Faith & daily life
At the heart of our faith is the belief that God meets us where we are in all the places and relationships in
which we live, work, play and relate. We pray, support and encourage one another as we grow deeper in faith
and learn to trust God with our whole lives. Some of us are new on the journey; others have been at it for
a while. All of us can find inspiration and hope in the stories of our fellow travelers. FAITH & DAILY LIFE is
featured with stories of God at work in YOUR life.
A 'Year of Character Development'
This fall in worship, we’ll begin a ‘Year of Character Development’ in which we’ll
survey a wide range of biblical characters. We’ll ask, what is their story and how
does it relate to ours? What truth does their story reveal about us and about God?
Some of the stories might be familiar and others will be new. An understanding
ingrained since Sunday school might be usurped by a new insight from a fresh
telling. To get our curiosity juices flowing, we’ve begun to ask, Who is your
favorite person from the Bible and why? Here’s a sample of responses. Which
characters intrigue you?
Beth Brusius
Beth Brusius
My favorite Bible character is David. First because he is one of the few characters
that we see from youth to death. Second, because he was chosen and dearly
beloved by God, even though God being fatherly, had to discipline David when
he made some bad choices. Third, because David listened to God and wrote
emotionally of their relationship in his beautifully, poetic psalms. The David
story is inspirational and comforting because we see David as human with both
good and bad qualities and God as always there for him no matter what!
Carrie Bliss
Carrie Bliss
Luke the reporter/storyteller is my favorite.
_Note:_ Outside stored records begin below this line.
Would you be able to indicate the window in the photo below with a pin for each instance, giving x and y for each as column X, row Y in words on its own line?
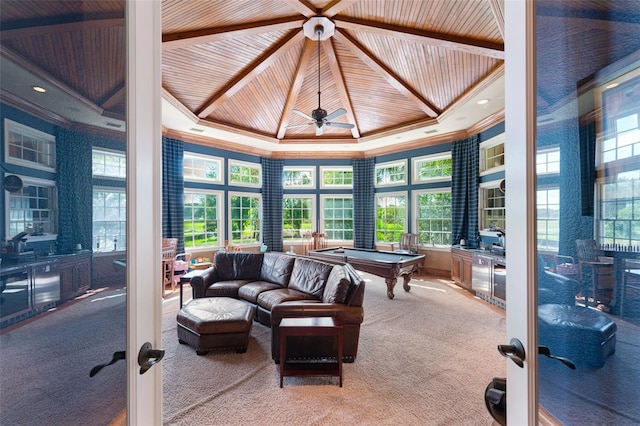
column 548, row 161
column 202, row 218
column 336, row 177
column 391, row 217
column 109, row 219
column 548, row 218
column 337, row 214
column 297, row 216
column 203, row 168
column 33, row 207
column 29, row 147
column 493, row 211
column 618, row 211
column 492, row 154
column 392, row 173
column 433, row 168
column 298, row 177
column 109, row 164
column 245, row 174
column 245, row 218
column 433, row 217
We don’t know much about him, but
he wrote stories about Jesus and the early church. The stories he tells are for one
person and for the whole world. Luke is the only one to tell us about Jesus’ birth,
and it’s surrounded with song. Mary sings. Angels sing. Old people sing. Elizabeth
and Zechariah, Simeon, and Anna sing. And we’re still singing those songs!
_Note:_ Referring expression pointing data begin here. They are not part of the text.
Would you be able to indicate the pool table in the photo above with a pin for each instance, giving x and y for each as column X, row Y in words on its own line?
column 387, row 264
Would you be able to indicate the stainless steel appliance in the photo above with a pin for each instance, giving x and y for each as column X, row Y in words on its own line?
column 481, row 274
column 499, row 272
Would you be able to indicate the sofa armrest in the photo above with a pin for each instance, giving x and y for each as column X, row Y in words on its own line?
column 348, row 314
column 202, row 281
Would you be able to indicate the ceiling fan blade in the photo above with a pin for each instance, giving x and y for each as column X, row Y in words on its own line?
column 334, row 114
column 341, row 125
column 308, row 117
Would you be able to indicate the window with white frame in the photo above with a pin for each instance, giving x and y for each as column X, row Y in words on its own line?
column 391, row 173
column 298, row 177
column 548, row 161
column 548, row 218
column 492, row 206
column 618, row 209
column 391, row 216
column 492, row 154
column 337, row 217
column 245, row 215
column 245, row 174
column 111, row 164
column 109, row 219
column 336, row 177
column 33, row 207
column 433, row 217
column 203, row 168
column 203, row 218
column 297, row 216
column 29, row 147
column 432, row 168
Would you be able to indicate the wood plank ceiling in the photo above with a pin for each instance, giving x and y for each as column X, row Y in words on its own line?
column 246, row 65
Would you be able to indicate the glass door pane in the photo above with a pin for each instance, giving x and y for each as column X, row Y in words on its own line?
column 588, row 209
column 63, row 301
Thanks be to God for Luke!
Leif Bergerud
Leif Bergerud
4
My favorite character in the Bible (besides Jesus) would be Abraham. Though the
reasons are many, two passages from scripture form the cornerstones of why.
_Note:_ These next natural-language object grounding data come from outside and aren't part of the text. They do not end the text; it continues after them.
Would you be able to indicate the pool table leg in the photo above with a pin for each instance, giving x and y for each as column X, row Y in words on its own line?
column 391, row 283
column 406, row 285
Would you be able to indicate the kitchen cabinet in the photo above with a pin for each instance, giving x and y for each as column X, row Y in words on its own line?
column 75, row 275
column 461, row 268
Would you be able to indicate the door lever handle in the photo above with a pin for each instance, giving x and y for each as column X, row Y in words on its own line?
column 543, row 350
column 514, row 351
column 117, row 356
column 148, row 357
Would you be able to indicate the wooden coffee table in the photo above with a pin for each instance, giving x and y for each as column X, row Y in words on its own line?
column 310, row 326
First, “the call of Abraham” contained in the opening verses of Genesis 12 when,
somehow, he has the existential courage and agility of faith to be able to respond
to the jarring command to leave his homeland and all he knows to follow an
invisible God. It’s an extraordinary moment by any measure and it continues to
speak powerfully today. The second cornerstone is found just 10 chapters later,
with the (near) sacrifice of Abraham’s long-awaited child, Isaac. The Danish
theologian Soren Kierkegaard published what is still the finest reckoning with
this scriptural event in his Fear and Trembling (1843), but the wrestling with
this text (and its implications for the character of God) continues anew in every
generation, even if the unsettling questions the story evokes are papered over
in most sermons. And the wrestling continues if only because life keeps posing
the question(s) to us. Such was the case late in life for C.S. Lewis when, in a slim
volume concerning the death of his wife (A Grief Observed) we read perhaps
the most distilled version of this story’s haunting implications: “Not that I am (I
think) in much danger of ceasing to believe in God. The real danger is of coming
to believe such dreadful things about Him.”